Applications and Extensions of pClust to Big Microbial Proteomic Data
MetadataShow full item record
The goal of biological sciences is to understand the biomolecular mechanics of living organisms. Proteins serve as the foundation for organisms functional analysis and sequence analysis has shown to be invaluable in answering questions about individual organisms. The first step in any sequence analysis is alignment and it is common that even modestly sized studies involve hundreds of thousands of protein sequences. In multigenome studies, the time consideration for sequence alignment becomes paramount and heuristic algorithms are frequently used sacrificing accuracy for speedup. At the same time, new algorithms have appeared that provide not only highly efficient performance, but also guarantee to deliver optimal solutions. However, the adoption of these algorithms is hindered by the absence of generalized analysis pipeline as well as availability of user-friendly computational tools. In this dissertation we present applications of existing, computationally efficient algorithms to multigenome studies where we apply our developed pClust pipelineto various sets of microbial organisms. The computational time is significantly improved and the results are more accurate than those obtained by traditional methods. The first study is a baseline comparison study on a small set of 11 microorganisms. It compares pClust results to the existing scientific knowledge and finds it to be consistent while at the same time providing new insights. The second study addresses the question of identification of common tick-transmissiblity mechanisms across different species. It involves a larger set of 108 microbial genomes with approximately 127K protein sequences. Traditionally, a study of such scope would have required days or at least hours of CPU time of high-performance computers to produce all-versus-all sequence alignment.
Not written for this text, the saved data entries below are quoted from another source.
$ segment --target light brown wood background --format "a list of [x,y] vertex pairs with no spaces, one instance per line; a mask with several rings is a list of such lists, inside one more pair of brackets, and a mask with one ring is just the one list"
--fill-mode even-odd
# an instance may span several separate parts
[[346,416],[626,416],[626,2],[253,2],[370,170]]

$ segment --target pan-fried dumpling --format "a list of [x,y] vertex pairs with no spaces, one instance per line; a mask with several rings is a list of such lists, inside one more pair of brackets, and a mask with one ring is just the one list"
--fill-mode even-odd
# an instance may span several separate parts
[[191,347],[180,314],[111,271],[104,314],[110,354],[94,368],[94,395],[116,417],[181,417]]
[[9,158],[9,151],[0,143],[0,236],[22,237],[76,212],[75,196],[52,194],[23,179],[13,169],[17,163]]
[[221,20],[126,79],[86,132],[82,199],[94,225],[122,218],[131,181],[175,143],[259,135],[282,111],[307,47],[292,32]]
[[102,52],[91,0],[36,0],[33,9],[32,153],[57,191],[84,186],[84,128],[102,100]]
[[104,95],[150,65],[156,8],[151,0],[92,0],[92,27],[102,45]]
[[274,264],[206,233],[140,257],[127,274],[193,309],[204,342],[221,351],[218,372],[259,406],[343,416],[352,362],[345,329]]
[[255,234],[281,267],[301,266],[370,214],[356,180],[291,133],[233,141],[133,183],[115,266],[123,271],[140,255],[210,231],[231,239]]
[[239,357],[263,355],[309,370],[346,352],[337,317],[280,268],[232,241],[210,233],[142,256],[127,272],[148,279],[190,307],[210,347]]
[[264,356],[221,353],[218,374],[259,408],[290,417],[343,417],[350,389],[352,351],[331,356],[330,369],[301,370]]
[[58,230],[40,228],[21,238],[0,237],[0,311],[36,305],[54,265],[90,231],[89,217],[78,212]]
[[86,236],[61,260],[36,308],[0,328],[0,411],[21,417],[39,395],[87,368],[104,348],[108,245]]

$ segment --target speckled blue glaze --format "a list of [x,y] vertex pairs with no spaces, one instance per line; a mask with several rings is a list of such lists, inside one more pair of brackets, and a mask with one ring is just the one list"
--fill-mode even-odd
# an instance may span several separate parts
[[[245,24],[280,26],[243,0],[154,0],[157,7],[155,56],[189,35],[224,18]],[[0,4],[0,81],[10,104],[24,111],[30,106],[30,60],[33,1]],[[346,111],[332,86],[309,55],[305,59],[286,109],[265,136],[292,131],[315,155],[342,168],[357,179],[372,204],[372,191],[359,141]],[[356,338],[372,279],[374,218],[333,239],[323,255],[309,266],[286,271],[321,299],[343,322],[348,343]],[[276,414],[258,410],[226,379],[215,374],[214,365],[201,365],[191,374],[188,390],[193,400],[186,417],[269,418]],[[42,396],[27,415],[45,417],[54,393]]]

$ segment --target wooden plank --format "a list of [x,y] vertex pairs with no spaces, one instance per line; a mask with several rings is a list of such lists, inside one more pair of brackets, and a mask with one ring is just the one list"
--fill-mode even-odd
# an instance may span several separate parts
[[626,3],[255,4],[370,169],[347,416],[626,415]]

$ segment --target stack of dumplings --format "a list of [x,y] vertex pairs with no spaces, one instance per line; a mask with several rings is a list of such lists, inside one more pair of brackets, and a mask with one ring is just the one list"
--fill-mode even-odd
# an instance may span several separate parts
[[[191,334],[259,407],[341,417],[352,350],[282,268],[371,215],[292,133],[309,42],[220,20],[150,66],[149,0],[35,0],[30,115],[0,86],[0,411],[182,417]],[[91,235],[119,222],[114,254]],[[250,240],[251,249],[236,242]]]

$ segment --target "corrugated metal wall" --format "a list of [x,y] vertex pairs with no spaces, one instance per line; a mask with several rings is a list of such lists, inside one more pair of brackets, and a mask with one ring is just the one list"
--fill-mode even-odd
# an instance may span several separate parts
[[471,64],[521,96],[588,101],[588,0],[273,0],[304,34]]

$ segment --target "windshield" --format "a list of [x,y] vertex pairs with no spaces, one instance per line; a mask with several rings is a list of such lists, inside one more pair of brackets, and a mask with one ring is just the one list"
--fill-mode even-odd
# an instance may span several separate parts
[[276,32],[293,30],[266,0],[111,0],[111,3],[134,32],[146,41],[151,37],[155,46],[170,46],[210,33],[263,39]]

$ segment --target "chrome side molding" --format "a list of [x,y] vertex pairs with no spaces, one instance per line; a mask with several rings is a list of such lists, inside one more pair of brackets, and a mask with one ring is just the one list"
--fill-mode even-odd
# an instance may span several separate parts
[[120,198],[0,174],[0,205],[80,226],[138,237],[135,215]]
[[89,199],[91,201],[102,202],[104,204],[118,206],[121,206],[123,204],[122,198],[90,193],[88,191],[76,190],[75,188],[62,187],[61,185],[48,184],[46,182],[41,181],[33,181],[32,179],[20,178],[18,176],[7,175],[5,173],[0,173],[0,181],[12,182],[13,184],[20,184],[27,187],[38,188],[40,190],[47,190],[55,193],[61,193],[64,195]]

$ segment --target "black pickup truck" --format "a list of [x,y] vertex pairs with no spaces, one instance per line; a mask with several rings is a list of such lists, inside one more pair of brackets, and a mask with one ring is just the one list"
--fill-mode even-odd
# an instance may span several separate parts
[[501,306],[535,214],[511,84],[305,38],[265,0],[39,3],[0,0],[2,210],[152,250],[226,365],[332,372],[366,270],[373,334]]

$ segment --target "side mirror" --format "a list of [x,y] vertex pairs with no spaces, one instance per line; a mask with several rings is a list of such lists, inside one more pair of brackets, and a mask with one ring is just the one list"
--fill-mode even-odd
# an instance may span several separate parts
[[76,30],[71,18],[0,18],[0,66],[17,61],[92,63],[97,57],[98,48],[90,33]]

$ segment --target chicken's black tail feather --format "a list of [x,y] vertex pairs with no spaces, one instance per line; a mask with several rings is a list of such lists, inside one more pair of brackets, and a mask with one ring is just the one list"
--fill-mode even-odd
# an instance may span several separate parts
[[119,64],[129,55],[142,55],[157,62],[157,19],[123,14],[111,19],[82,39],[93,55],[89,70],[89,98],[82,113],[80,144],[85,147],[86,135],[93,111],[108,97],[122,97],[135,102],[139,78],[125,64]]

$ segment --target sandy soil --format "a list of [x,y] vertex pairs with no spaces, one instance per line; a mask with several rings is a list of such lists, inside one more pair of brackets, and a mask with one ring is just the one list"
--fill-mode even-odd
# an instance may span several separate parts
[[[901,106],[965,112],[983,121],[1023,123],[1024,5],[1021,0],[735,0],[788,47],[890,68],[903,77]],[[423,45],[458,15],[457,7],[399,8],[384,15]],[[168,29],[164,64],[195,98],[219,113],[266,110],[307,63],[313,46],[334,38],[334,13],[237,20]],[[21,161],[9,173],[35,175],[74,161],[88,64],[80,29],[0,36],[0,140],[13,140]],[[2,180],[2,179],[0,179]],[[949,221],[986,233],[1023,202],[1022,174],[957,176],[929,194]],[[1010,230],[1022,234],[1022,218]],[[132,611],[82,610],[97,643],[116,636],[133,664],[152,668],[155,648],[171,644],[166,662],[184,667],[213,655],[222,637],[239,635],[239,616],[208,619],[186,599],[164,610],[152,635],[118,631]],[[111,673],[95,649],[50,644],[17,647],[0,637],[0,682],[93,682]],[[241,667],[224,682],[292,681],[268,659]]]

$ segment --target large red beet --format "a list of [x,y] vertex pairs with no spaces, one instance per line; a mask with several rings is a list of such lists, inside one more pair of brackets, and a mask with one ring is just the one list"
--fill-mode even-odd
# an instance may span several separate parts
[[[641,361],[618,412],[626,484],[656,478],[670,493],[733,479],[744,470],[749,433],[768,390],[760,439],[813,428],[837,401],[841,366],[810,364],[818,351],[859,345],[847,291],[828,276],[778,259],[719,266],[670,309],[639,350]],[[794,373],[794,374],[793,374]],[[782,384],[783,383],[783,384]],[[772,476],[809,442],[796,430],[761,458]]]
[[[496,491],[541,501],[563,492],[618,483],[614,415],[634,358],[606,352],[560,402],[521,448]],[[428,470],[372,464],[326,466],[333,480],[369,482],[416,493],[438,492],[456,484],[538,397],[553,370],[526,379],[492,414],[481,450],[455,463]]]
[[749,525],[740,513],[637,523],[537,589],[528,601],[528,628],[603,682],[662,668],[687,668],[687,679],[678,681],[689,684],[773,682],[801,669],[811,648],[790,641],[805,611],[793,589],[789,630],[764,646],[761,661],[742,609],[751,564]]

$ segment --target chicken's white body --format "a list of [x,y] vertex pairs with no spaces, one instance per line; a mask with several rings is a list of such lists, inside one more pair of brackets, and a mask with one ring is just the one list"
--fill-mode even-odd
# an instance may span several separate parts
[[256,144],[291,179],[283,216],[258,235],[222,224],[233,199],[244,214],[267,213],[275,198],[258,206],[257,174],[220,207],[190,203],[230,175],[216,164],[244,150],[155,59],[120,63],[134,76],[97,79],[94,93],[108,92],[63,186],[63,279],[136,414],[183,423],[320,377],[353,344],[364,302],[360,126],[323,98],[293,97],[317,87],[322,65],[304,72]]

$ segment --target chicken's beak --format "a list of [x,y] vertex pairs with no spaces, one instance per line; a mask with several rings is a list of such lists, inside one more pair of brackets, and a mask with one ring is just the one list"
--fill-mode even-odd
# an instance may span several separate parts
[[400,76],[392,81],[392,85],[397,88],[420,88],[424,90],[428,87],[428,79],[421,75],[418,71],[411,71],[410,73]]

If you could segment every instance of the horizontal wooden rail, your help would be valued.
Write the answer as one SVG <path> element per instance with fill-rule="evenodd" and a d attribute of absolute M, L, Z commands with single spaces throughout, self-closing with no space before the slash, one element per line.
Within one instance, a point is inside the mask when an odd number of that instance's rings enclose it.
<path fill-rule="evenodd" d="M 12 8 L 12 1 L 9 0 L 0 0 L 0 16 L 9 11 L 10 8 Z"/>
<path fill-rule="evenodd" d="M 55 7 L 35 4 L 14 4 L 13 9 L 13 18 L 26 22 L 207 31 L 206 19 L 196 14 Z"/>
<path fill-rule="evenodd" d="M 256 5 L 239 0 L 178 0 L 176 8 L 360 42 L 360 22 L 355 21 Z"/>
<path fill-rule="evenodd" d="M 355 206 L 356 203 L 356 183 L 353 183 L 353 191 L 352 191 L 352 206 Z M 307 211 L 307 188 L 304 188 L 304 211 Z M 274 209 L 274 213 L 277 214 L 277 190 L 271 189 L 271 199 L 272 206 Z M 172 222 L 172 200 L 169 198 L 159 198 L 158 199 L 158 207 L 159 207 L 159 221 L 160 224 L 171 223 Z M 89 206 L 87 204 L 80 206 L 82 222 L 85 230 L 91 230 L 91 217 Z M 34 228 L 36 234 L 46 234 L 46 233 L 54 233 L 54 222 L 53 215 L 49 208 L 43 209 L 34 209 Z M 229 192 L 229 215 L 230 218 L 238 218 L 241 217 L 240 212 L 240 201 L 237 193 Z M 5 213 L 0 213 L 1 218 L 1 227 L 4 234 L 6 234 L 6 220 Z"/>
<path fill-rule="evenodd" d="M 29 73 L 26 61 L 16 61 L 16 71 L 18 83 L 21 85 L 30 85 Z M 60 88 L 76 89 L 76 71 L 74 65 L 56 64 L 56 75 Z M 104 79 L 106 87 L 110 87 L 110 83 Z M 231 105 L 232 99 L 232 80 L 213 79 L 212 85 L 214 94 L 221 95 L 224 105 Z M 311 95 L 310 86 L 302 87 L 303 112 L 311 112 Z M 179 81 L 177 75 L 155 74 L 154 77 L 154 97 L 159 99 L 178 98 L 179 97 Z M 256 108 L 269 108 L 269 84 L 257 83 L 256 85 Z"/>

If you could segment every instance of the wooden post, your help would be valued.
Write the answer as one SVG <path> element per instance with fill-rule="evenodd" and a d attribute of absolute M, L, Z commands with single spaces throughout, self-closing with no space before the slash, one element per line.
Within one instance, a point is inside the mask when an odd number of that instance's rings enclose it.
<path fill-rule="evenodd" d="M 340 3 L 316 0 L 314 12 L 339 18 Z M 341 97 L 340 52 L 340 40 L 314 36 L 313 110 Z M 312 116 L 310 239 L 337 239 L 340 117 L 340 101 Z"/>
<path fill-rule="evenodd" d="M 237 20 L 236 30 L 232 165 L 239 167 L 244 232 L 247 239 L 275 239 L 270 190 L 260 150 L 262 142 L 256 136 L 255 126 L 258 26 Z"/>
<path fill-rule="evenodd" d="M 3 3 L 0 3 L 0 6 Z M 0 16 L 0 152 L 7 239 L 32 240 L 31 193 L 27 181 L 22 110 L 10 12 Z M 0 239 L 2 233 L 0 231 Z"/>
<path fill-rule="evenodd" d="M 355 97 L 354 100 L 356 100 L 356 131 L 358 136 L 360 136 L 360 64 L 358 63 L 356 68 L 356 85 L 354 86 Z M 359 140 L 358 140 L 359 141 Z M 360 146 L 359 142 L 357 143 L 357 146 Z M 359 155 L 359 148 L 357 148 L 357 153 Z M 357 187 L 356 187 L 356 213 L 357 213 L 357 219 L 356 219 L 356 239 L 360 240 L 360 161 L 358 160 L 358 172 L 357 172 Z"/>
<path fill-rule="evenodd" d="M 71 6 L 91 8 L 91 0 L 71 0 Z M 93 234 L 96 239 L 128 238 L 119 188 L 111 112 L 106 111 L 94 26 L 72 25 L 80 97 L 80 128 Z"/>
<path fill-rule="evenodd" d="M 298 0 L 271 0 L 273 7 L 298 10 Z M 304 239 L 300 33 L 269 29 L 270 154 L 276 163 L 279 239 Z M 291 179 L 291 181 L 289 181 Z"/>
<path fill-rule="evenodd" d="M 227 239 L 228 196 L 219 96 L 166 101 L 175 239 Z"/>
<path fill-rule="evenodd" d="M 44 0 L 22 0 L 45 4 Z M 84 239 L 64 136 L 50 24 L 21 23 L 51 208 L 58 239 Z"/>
Using pClust it took less than 10 minutes on a desktop computer to perform sequence alignment and clustering. For this study we also developed a graphical user interface for pClust in order to make the new algorithms more accessible for use by microbiologists. The third study analyzes the set of all proteobacterial genomes. The study comprised of 2326 complete genomes containing 8.7M protein sequences. The alignment was performed using pGraph-Tascel algorithm on high-performance computers. This is the first study of its kind.